Whenever I read about formal specs it always seems to me like “write the same tests just in a different way”, or worse, “write the same implementation but in a different way”.
I guess doing things twice can help catch errors, but I fail to see what’s so special about formal specs if they can suffer from the exact same bugs as the tests/implementation.
I guess the root of the problem is if you want to formally prove that a program does something, you have to be very specific (heh) about what that something is, at which point you are basically just writing tests/implementation all over again.
I have been looking into this on and off for years now, and I keep feeling like I’m missing something, but I don’t know what it is.
Can anyone enlighten me?
> Whenever I read about formal specs it always seems to me like “write the same tests just in a different way”, or worse, “write the same implementation but in a different way”. [...] Can anyone enlighten me?
A big difference is that formal methods allow you to use the "for all" quantifier.
For example, you might write a unit test that says "foo('abc') returns a string with no trailing whitespace".
But with formal methods, you can prove that "for any input x, foo(x) returns a string with no trailing whitespace".
This is a trivial example, but you could imagine something more complicated, such as "for any program P, compile(P) has the same behavior as P".
Of course, you have to define what "has the same behavior as" means!
The book "Program = Proof" by Samuel Mimram starts with a formula which is true for all n below
n = 15 341 178 777 673 149 429 167 740 440 969 249 338 310 889
I don't think you can catch it with any test suite.
It's more than just "write the same tests just in a different way", because each test is largely independent, or grows to unmanageably large, and you have to do the work of figuring out the completeness of your test suite by e.g. branch coverage or other relatively crude overlap methods.
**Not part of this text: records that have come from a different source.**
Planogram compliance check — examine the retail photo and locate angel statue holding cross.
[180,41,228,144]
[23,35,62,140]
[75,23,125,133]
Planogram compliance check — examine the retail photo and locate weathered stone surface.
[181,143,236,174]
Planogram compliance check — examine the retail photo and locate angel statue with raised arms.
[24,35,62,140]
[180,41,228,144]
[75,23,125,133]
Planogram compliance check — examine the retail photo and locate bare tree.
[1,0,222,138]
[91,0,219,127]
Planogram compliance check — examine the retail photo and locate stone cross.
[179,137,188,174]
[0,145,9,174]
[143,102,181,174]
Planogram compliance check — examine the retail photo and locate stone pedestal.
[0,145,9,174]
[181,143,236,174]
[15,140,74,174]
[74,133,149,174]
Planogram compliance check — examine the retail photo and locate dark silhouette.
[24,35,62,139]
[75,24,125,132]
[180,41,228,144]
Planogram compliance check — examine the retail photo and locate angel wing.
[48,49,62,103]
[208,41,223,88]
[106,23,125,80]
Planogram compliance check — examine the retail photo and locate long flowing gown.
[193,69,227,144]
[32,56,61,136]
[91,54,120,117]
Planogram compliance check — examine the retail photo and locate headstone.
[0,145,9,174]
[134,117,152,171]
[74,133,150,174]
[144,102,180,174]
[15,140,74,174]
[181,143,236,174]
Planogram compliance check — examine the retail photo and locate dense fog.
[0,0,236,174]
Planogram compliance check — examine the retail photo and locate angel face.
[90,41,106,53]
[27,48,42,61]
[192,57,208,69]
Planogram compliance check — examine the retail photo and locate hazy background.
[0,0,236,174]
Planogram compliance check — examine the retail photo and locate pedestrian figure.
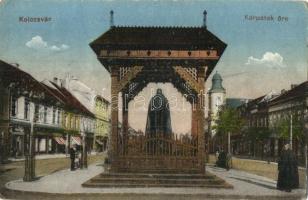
[226,153,232,170]
[216,150,227,168]
[215,149,219,163]
[277,144,299,192]
[70,147,76,171]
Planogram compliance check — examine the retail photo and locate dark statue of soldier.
[277,144,299,192]
[145,89,172,137]
[145,89,172,154]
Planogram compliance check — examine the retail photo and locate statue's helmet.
[156,88,163,94]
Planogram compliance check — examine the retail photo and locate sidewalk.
[8,152,104,162]
[6,164,305,199]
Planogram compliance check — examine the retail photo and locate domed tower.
[209,71,226,136]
Statically proven type systems let you do this in a way that each contributing piece is checked in advance against all the other pieces, guaranteeing not just "this test passes" but, in combination, "all these tests create a reasonable, coherent whole", and it disallows incoherent models from being implemented in the code. An example of this is like Rust's match, which requires complete coverage of all the possible branches, but writ large across an entire codebase.
You're right that it does nothing for you if you make a fundamental logic or theory error, it can't catch that kind of error, but you'd be surprised how much more robust it is than "merely" e.g. Haskell's type system + ad hoc functional testing + property testing - which I would consider a quite strong system overall, but formally proven e.g. cryptography is a much higher bar.
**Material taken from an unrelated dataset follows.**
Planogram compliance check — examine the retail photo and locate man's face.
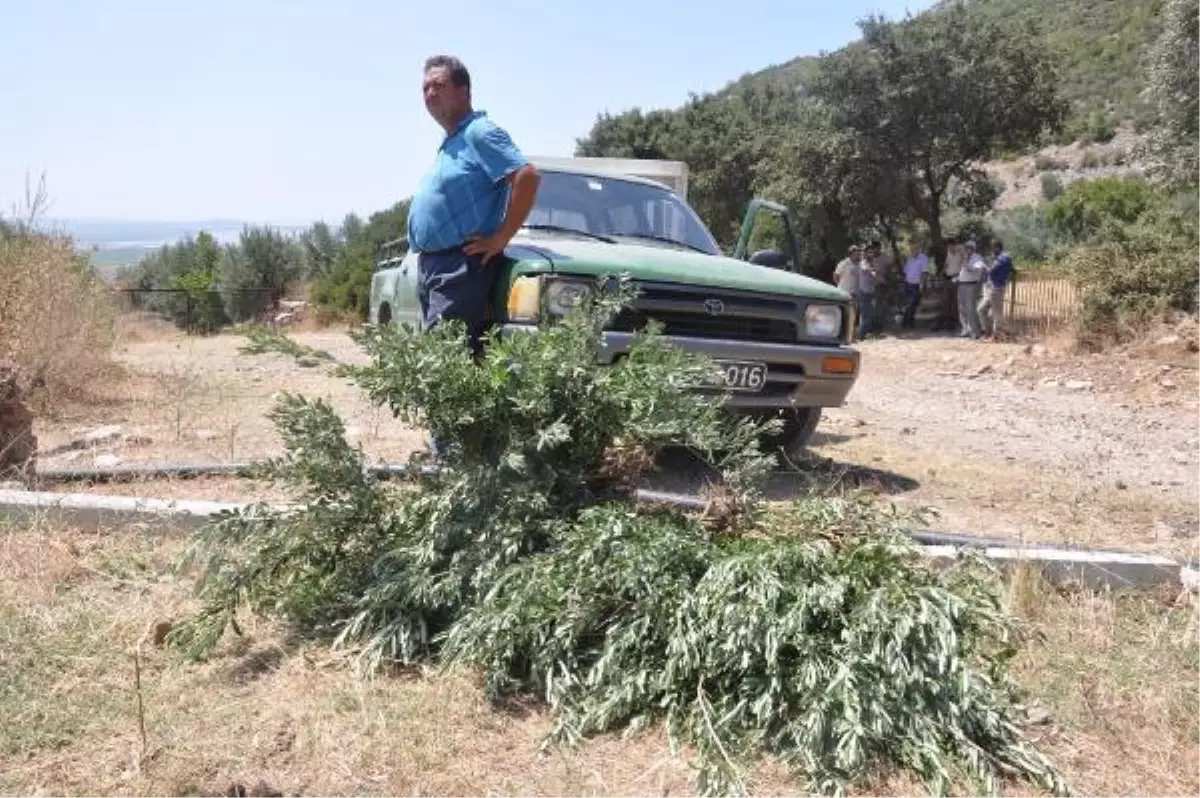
[421,66,469,125]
I don’t write software, but in asic and fpga design, formal method specifications enable the use of things like SAT solvers to determine if the underlying test article meets the specification.
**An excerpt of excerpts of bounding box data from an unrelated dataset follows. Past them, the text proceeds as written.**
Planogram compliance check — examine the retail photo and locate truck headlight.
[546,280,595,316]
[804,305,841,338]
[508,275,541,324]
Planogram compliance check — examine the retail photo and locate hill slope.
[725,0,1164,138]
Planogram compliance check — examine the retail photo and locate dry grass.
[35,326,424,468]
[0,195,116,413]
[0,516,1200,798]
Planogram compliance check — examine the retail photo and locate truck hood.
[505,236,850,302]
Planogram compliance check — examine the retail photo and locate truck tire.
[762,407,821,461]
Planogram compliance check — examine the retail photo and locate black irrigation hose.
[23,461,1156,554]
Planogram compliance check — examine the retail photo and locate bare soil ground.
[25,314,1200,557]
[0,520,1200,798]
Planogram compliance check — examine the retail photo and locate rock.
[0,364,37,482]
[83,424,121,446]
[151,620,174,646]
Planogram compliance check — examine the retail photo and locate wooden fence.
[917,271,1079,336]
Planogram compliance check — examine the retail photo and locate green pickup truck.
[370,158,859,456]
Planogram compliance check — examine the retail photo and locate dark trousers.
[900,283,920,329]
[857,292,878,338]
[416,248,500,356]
You specify properties of the design and the tooling tests the design in a variety of ways to see if it can violate those properties.
Let’s say you have a system that controls turn signals. You can specify properties that say things like lanes that cross each other can’t both have a green light at the same time or even within some period of time of each other.
The tooling can exhaustively check the design for this and surface code traces that violate it.